Dans la présente affaire, le Comité des droits de l’enfant (ci-après, le « Comité ») avait l’opportunité d’examiner, sous le prisme de la Convention relative aux droits de l’enfant (ci-après, la « Convention »), le déplacement illicite d’enfants dans un contexte de violences domestiques.
L’auteure, sans emploi et sans ressources, était victime de violences de la part du père de ses deux enfants avec qui elle vivait au Canada (§ 2.1). Par crainte pour son intégrité physique et sa santé mentale, elle s’est installée en Irlande avec ses enfants, en violation d’une ordonnance interdisant leur déplacement hors de la juridiction canadienne sans le consentement du père ou de la cour de Colombie-Britannique (§ 2.3). Cette dernière a ordonné le retour immédiat des enfants en vertu de la Convention sur les aspects civils de l’enlèvement international d’enfant (ci-après, la « Convention de La Haye ») (§ 2.4). Au nom d’un risque allégué psychologique et physique grave pour les enfants, l’auteure s’est opposée sans succès à ce retour auprès des juridictions irlandaises, en première instance et en appel (§§ 2.5 et 2.6). L’auteure n’a toutefois pas introduit un recours auprès de la Cour suprême, du fait, selon elle, de sa santé mentale fragile et de son manque de ressources (§ 2.7). Elle a cependant saisi au même moment la Cour européenne des droits de l’homme (ci-après, la « CEDH »), ainsi que le Comité, invoquant une violation des articles 3 (intérêt supérieur de l’enfant), 12 (droit d’être entendu), 16 (droit au respect de la vie privée) et 27 (droit à un niveau de vie suffisant) de la Convention.
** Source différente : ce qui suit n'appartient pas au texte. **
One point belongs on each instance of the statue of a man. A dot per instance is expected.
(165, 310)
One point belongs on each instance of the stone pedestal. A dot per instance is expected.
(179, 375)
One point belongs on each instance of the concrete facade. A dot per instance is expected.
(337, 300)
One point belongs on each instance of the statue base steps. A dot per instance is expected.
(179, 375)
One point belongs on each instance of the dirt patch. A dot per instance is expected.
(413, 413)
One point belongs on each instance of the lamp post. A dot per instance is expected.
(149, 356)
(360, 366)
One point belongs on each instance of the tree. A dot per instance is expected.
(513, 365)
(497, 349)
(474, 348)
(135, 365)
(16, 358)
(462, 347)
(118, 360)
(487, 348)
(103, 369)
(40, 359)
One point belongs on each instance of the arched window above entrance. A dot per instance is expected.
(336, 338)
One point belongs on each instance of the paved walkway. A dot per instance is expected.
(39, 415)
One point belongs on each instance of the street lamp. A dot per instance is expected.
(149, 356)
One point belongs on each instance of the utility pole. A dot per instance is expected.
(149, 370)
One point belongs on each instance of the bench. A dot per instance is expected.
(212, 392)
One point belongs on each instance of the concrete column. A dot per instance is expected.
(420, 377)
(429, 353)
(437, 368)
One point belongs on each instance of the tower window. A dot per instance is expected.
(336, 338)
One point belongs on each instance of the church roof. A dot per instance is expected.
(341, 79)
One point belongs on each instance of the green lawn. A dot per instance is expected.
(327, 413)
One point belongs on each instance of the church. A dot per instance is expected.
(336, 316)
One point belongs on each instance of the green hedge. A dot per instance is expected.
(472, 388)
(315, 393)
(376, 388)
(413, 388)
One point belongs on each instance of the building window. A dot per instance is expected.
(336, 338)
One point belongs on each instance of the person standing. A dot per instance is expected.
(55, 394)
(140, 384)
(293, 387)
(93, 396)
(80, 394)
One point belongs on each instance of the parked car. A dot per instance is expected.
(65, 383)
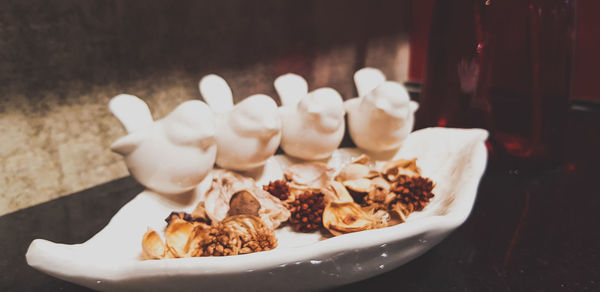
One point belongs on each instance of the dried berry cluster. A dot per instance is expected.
(279, 189)
(185, 216)
(413, 192)
(220, 241)
(307, 212)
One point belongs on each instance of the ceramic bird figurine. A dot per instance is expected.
(248, 133)
(171, 155)
(383, 114)
(312, 123)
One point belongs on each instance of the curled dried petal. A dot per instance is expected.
(337, 193)
(176, 236)
(362, 185)
(153, 246)
(340, 218)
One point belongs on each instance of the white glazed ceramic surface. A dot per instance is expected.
(454, 159)
(383, 115)
(249, 132)
(312, 123)
(187, 134)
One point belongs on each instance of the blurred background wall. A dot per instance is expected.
(61, 61)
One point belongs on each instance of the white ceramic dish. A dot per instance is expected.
(455, 159)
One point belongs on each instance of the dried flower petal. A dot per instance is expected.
(153, 246)
(340, 218)
(336, 192)
(176, 236)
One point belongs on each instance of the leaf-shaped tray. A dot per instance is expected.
(454, 159)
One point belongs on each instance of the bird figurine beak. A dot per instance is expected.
(413, 106)
(271, 128)
(315, 109)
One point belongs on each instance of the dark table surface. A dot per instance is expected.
(534, 227)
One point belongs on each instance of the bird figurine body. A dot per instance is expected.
(249, 132)
(171, 155)
(312, 123)
(383, 115)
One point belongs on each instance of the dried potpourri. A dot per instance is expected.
(307, 212)
(238, 234)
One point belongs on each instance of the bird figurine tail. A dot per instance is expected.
(291, 88)
(217, 93)
(366, 79)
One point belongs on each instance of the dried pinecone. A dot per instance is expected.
(413, 192)
(278, 188)
(307, 212)
(187, 217)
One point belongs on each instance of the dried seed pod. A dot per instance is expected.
(239, 234)
(379, 191)
(399, 212)
(307, 212)
(243, 202)
(278, 188)
(177, 235)
(358, 188)
(362, 159)
(393, 169)
(200, 215)
(153, 246)
(340, 218)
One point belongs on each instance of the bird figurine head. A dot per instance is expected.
(312, 123)
(383, 115)
(249, 132)
(171, 155)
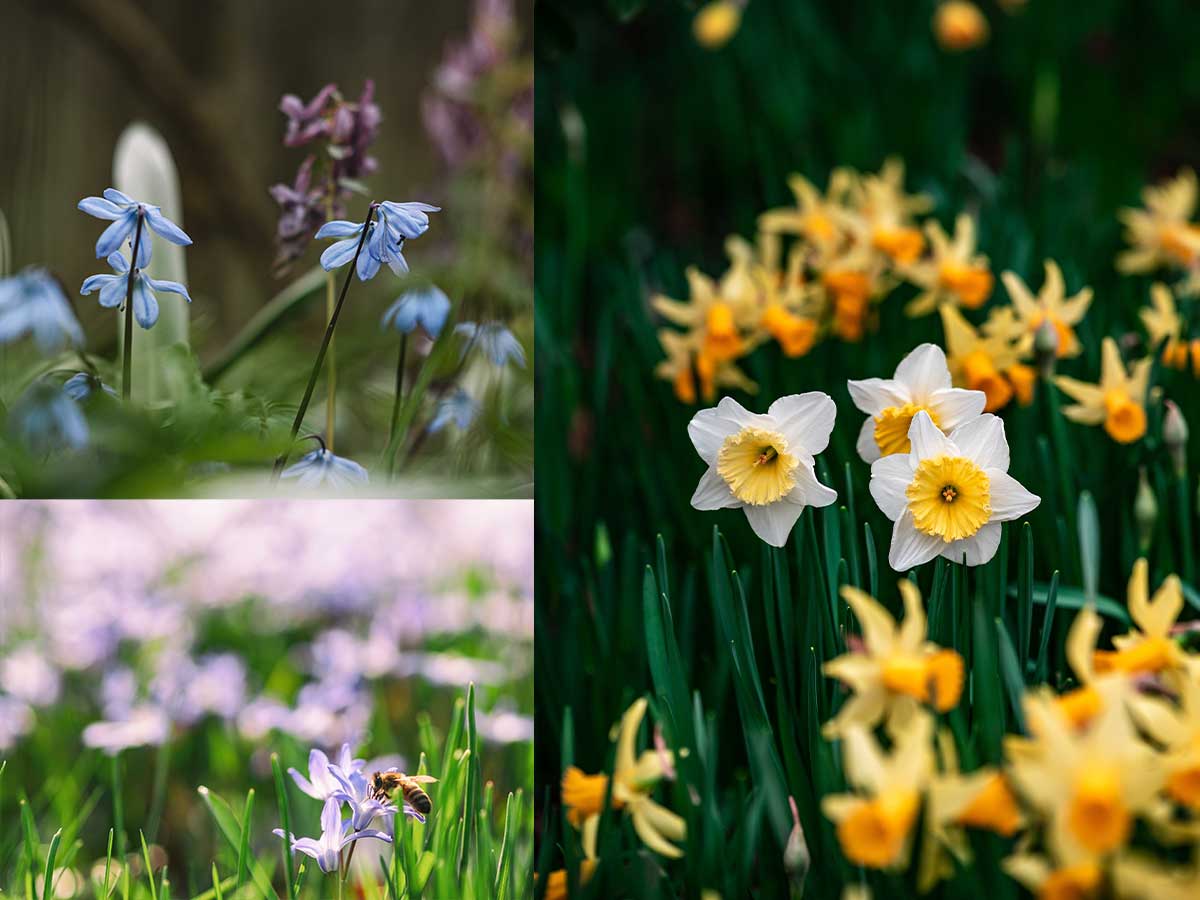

En dépit des mesures provisoires demandées par le Comité au titre de l’article 6 du Protocole facultatif à la Convention relative aux droits de l’enfant établissant une procédure de présentation de communications (ci-après, le « Protocole »), l’Irlande a ordonné le retour immédiat des enfants au nom du respect de la Convention de La Haye. L’affaire invitait ainsi le Comité à se prononcer sur l’articulation de celle-ci avec la Convention, dans la continuité de l’affaire J.M. (Comité des droits de l’enfant, constatations du 1er juin 2022, J.M. c. Chili, communication n° 121/2020, U.N. doc. CRC/C/90/D/121/2020 ; voir à ce propos, dans la présente chronique, la note de M.-L. Lurel, pp. 68-70). Le Comité devait toutefois préalablement examiner la recevabilité de la communication.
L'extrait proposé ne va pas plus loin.